ATI RN
Nursing Care of Children Final ATI
1. A 3-year-old child was adopted immediately after birth. The parents have just asked the nurse how they should tell the child that she is adopted. Which guideline concerning adoption should the nurse use in planning a response?
- A. It is best to wait until the child asks about it.
- B. The best time to tell the child is between the ages of 7 and 10 years.
- C. It is not necessary to tell a child who was adopted so young.
- D. Telling the child is an important aspect of their parental responsibilities.
Correct answer: D
Rationale: It is important to tell children about their adoption early, in an age-appropriate manner, as part of building trust and openness in the family relationship.
2. The mother of a 6-month-old infant has returned to work and is expressing breast milk to be frozen. She asks for directions on how to safely thaw the breast milk in the microwave. What should the nurse recommend?
- A. Heat only 10 oz or more.
- B. Do not thaw or heat breast milk in a microwave oven.
- C. Always leave the bottle top uncovered to allow heat to escape.
- D. Shake the bottle vigorously for at least 30 seconds after heating.
Correct answer: B
Rationale: Thawing or heating breast milk in a microwave is not recommended because it can create hot spots that may burn the infant and destroy essential nutrients.
3. What is the first step in managing a child with anaphylaxis?
- A. Administer antihistamines
- B. Establish IV access
- C. Administer epinephrine
- D. Monitor vital signs
Correct answer: C
Rationale: The correct answer is to administer epinephrine.
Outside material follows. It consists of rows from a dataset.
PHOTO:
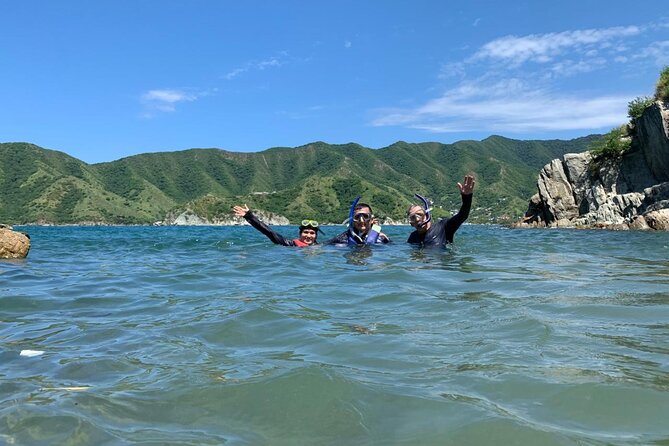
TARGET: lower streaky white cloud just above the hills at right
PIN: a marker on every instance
(508, 106)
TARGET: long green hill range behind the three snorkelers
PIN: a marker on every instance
(317, 180)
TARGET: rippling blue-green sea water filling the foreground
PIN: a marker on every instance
(211, 335)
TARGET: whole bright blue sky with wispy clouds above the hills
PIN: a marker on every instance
(101, 80)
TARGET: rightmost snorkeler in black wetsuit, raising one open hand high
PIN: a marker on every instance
(430, 233)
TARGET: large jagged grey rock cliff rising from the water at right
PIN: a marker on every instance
(629, 193)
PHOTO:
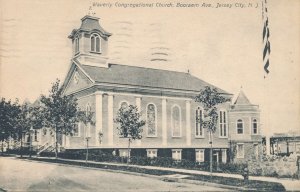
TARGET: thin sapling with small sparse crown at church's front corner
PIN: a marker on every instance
(86, 117)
Administering epinephrine is the crucial first step in managing anaphylaxis as it helps reverse the severe allergic reaction by constricting blood vessels and relaxing airway muscles, preventing a life-threatening situation. Antihistamines (Choice A) are not the first-line treatment for anaphylaxis and should not delay the administration of epinephrine. Establishing IV access (Choice B) may be necessary but is not the initial step in managing anaphylaxis. Monitoring vital signs (Choice D) is important but should not take precedence over administering epinephrine in the acute management of anaphylaxis.
4. A major reason for the development of respiratory distress syndrome in the preterm infant is:
- A. Excessive surfactant
- B. Lack of surfactant
- C. Immature immune system
- D. Lack of body fat
Correct answer: B
Rationale: The correct answer is B: Lack of surfactant. Respiratory distress syndrome (RDS) in preterm infants is primarily due to a lack of surfactant, which is crucial for keeping the lungs inflated. Without adequate surfactant, the alveoli collapse, leading to breathing difficulties. Choice A, Excessive surfactant, is incorrect as RDS is caused by an insufficient amount of surfactant. Choice C, Immature immune system, and Choice D, Lack of body fat, are not directly related to the development of respiratory distress syndrome in preterm infants.
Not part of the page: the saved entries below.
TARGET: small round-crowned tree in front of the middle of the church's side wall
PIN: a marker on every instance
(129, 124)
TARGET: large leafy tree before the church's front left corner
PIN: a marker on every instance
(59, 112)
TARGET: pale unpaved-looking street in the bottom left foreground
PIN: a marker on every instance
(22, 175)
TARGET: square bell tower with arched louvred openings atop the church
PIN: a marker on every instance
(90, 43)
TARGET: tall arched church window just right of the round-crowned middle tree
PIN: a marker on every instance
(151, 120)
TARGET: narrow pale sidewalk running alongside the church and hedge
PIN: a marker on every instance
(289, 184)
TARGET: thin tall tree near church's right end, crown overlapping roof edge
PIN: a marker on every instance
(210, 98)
5. Which actions by the nurse demonstrate clinical reasoning? (Select all that apply.)
- A. All below
- B. Considering alternative actions
- C. Using formal and informal thinking to gather data
- D. Giving deliberate thought to a patient's problem
Correct answer: A
Rationale: Clinical reasoning involves deliberate and thoughtful decision-making, considering alternatives, and using both formal and informal data gathering methods to provide optimum care.